University professor arrested after polite grafitti is found on cars

A university professor has been arrested following a graffiti spree in which a surprisingly polite selection of words was scratched on to luxury cars in his neighbourhood. Rather than the usual swearwords, tags or rude pictures, residents of an affluent suburb of Newcastle found the words “really wrong,” “arbitrary” and “very silly” etched on to their vehicles with a screwdriver. But the damage was no less costly than if the words had been more offensive, totalling £20,000 across the 24 cars targeted by the culprit.

Professor Stephen Graham, of Newcastle University’s School of Architecture, Planning and Landscape, was reportedly arrested and questioned by police after the incident in Northumberland Gardens, Jesmond, on Monday. The academic, who was held on suspicion of causing criminal damage, lives in the street next to Northumberland Gardens. The cars targeted included a Mercedes SLK, BMW 520, a BMW X5 and a Land Rover. The vandalism came to light when a resident spotted a man in black shorts and a black jacket crouching down beside a car.


Photo montage from here.

One resident of Northumberland Gardens, who did not want to be named, said: “We wondered if it had anything to do with planning rows. There is an issue over restricted parking on nearby streets, so people have been bringing cars over to park around here.” Mary Barrett, a retired psychologist who lives in nearby Ripon Gardens, found her silver Mercedes E270 had had the word “arbitrary” scratched into the paintwork in six-inch high capitals. She said: “I felt sick when I saw it, I was close to tears. You work your whole life and you think you will treat yourself to something nice and then something like this happens. I'd only had the car for two months.”

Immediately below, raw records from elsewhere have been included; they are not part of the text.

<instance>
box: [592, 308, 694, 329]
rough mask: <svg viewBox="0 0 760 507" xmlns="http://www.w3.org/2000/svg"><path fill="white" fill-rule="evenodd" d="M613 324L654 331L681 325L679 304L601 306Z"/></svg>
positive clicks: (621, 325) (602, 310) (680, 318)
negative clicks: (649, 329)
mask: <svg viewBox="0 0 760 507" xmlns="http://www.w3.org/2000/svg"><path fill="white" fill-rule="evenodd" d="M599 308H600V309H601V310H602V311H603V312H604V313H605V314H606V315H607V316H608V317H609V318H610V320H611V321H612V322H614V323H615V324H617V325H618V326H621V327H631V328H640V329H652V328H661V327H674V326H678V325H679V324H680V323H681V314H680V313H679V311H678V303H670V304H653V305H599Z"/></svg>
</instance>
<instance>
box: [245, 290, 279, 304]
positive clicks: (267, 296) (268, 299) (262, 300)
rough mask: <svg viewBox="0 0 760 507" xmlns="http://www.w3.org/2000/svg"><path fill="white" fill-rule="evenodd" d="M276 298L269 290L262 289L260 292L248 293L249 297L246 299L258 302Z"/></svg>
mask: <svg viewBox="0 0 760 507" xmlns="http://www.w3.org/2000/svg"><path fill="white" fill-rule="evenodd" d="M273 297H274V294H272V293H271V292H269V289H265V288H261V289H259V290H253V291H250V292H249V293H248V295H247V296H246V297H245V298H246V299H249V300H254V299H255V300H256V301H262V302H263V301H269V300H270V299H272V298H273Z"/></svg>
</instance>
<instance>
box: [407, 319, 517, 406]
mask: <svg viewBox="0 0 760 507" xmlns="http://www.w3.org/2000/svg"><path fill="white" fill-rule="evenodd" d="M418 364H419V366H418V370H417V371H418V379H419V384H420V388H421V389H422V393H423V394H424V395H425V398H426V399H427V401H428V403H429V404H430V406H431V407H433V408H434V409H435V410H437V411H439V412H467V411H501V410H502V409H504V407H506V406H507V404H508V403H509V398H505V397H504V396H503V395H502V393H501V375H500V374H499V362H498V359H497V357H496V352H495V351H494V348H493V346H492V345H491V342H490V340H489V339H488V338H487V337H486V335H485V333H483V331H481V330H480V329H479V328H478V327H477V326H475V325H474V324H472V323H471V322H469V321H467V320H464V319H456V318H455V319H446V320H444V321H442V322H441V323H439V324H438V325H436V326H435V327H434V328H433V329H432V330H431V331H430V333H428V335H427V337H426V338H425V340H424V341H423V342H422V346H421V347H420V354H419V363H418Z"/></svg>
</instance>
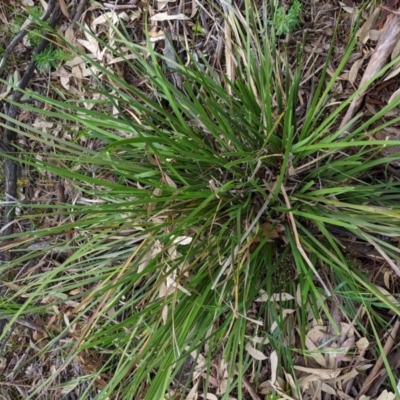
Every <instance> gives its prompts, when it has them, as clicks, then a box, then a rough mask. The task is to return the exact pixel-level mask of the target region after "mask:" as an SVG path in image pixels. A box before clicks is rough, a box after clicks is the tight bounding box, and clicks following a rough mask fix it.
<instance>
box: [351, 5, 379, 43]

Northumbria Police said in a statement: “A man has been arrested after cars were damaged in Jesmond. At 1.15am on Monday August 27, a report was received that a man was damaging cars in Northumberland Gardens, Jesmond. Officers attended and found 24 cars had sustained damage in the area. Further enquiries revealed that the vehicles were damaged by a screwdriver which had been used to etch words into the bodywork. A 47 year-old man was arrested for criminal damage and bailed pending further enquires.”